A wystawianie Kadara na lewej obronie skutkowało frustracją samego Kadara oraz słabą lewą stroną w ofensywie. O ile Kadar w obronie przeważnie radził sobie bardzo dobrze, to do ataku zawsze podłączał się jak nowoczesny boczny obrońca , nie miał takiej wydolności by cały czas biegać od linii do linii a nawet jak próbował się włączać do ataku to różnie bywało z jego dośrodkowaniami.
nie zawsze podłączał się jak nowoczesny boczny obrońca*
Za chwilę się dowiem, że zarząd decyduje nawet o marce papieru w kiblach…
Co do Satki to właśnie ostatnio pomyślałem o tym samym. Też, jak Kadar, jest ze słabej ligi, z której poszedł do Anglii, od której się odbił (w sumie to obaj właśnie w Newcastle) i wrócił do swojego kraju, który w międzyczasie lekko poszedł do przodu. Różnica taka, że Kadar miał chociaż tę Holandię.
Bart
No i niestety z Satką mogłoby być podobnie. Tym bardziej, że już sam mówi, że lepiej czuje się jako stoper.
W tym tygodniu możliwy jest transfer nowego zawodnika
Znaczy się obrońcy za Gumnego???
Pewnie tak. Będę zaskoczony jeśli to byłby transfer na inną pozycję.
Czyli zapewne Guma idzie pod młotek, ech czyli powstanie wyrwa w jakości nie do szybkiego zasypania. Miejmy nadzieję że nie będzie łapanki i nowy zawodnik będzie o odpowiedniej jakości. Tak czy siak w najbliższym czasie można spodziewać się Cywki albo Satki na PO bo potrzeba będzie trochę czasu żeby nowy się zgrał. No i obawiam się że proces zgrywania całej linii obrony zacznie się na nowo.
Żeby tylko miał odpowiednie umiejętności i mógł od razu wejść do składu, bez wyraźnego spadku jakości na prawej obronie. Liczę, że Gumny zagra jeszcze ze Śląskiem. Jak się żegnać to przy Bułgarskiej i zwycięstwem. Ciekawe kogo nam sprowadzą, za te miliony po Gumnym. Pewnie kogoś za darmo albo na wypożyczenie 🙂
Za darmo?
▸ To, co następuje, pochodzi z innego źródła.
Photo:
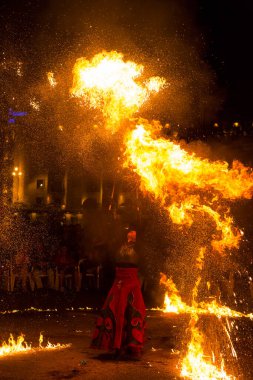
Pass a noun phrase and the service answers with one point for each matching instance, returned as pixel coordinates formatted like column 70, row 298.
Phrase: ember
column 21, row 346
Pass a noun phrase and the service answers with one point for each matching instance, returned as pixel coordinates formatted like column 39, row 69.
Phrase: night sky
column 47, row 34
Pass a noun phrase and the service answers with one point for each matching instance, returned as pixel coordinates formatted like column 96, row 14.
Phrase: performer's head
column 131, row 236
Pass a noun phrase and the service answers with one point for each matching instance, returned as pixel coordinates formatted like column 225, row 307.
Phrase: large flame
column 187, row 185
column 112, row 85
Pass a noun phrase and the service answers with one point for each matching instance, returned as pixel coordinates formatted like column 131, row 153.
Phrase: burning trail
column 19, row 345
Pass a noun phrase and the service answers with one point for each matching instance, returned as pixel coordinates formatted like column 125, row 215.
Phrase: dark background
column 203, row 47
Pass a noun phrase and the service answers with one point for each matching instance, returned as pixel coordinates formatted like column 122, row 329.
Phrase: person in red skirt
column 120, row 326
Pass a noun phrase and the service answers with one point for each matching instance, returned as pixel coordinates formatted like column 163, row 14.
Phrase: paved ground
column 160, row 359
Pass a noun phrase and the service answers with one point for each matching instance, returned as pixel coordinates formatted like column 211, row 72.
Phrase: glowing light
column 198, row 366
column 51, row 79
column 112, row 85
column 181, row 181
column 20, row 346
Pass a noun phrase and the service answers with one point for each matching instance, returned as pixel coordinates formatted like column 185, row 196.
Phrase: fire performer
column 120, row 326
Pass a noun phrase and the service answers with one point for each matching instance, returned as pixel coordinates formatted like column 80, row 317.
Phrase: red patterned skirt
column 121, row 321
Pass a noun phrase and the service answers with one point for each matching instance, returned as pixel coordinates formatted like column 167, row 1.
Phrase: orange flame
column 187, row 185
column 110, row 84
column 20, row 346
column 51, row 79
column 196, row 365
column 173, row 304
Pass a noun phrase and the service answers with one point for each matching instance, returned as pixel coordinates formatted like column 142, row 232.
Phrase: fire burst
column 110, row 84
column 51, row 79
column 186, row 186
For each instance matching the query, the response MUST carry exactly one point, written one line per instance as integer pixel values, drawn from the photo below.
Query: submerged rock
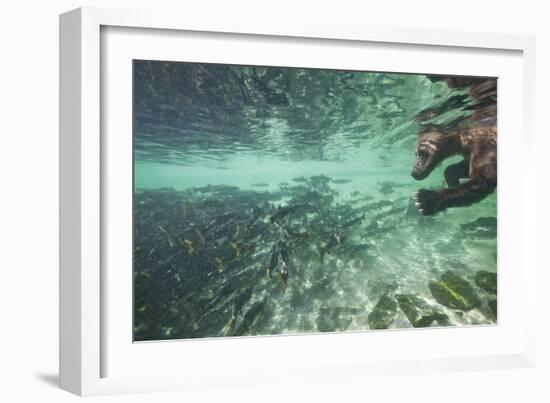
(454, 292)
(492, 304)
(487, 281)
(481, 228)
(335, 319)
(419, 313)
(383, 314)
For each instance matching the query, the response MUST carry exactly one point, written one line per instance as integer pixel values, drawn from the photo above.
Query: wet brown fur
(478, 146)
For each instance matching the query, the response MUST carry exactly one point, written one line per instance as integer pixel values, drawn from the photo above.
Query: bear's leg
(453, 173)
(476, 189)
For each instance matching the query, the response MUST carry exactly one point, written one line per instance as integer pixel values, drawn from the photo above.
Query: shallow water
(219, 150)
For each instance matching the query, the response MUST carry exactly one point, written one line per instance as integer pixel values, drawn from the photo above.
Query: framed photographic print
(237, 198)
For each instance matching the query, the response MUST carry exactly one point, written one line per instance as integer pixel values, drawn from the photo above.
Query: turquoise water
(243, 171)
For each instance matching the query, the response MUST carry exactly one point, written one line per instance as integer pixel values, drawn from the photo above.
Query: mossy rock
(487, 281)
(454, 292)
(492, 304)
(383, 314)
(418, 312)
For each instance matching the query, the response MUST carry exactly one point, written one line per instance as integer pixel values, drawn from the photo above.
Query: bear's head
(430, 151)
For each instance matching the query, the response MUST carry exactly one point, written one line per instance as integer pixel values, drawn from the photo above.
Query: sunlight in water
(279, 200)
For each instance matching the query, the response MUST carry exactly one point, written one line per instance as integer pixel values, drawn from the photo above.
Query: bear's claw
(428, 202)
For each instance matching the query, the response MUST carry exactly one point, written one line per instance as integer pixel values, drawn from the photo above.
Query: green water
(220, 149)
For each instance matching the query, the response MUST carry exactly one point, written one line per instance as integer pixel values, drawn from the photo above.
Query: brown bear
(477, 144)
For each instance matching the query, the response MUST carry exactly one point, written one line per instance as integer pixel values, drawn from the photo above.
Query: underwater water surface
(272, 200)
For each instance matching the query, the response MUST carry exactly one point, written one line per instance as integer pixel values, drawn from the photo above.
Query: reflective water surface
(274, 200)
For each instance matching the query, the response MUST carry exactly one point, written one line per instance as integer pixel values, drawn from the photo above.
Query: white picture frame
(83, 170)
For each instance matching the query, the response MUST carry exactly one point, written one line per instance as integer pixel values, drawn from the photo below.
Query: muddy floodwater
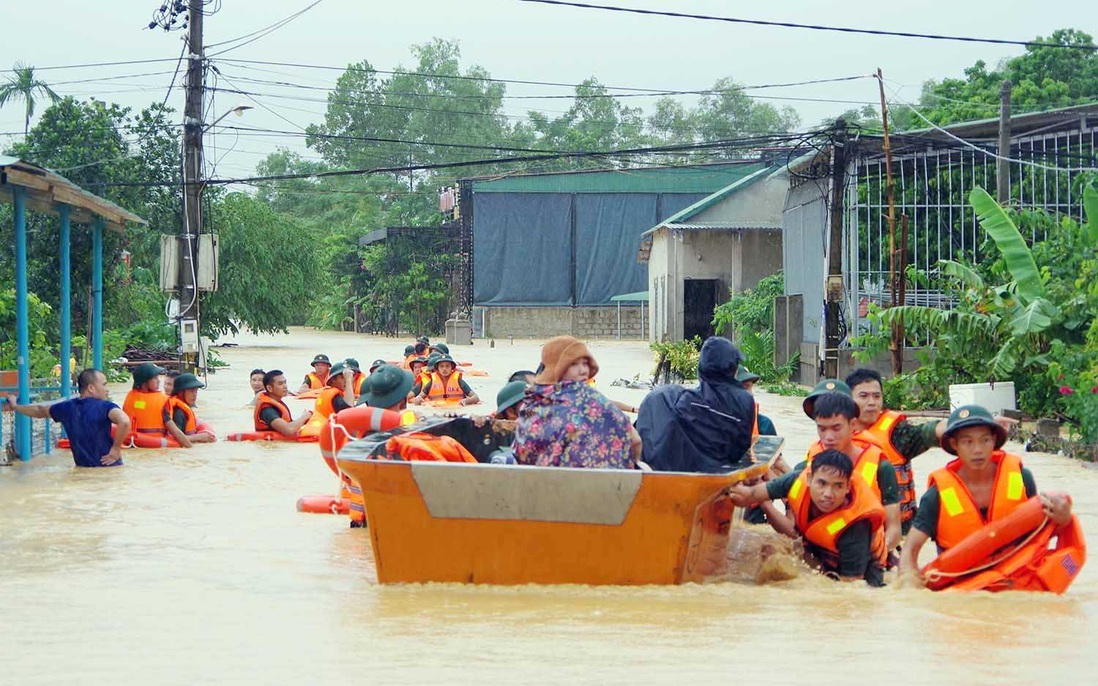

Execel świeci na czerwono przecież, nowy będzie płacić za możliwość wystąpienia 🙂
Z Lecha, czy do Lecha? Jeśli z Kolejorza, to chodzi o Gumnego, czy może Makuszewskiego?
Zadam pytanie, na które możecie odpowiedzieć.
Czy będziemy z tego transferu zadowoleni? Albo czy Redakcja będzie zadowolona, jeśli nam to nic nie powie?
Dawno nie czytałem tu niczego tak zabawnego.
Co w tym zabawnego? Pytam tylko redakcji czy możemy spodziewać się zawodnika dobrego czy raczej szrot.
Zabawne to są twoje komentarze, szczególnie te ostatnie o dzieleniu punktów.
Skandynawia oficjalnie?!
Miejmy nadzieję że nie. Nie jestem jakoś specjalnie przekonany do Johannsona
Robert Gumny został wybrany młodzieżowcem PKO Banku Polskiego za lipiec.
Brzmi jakby był na bezpłatnym stażu i wcisnął ludziom najwięcej kredytów.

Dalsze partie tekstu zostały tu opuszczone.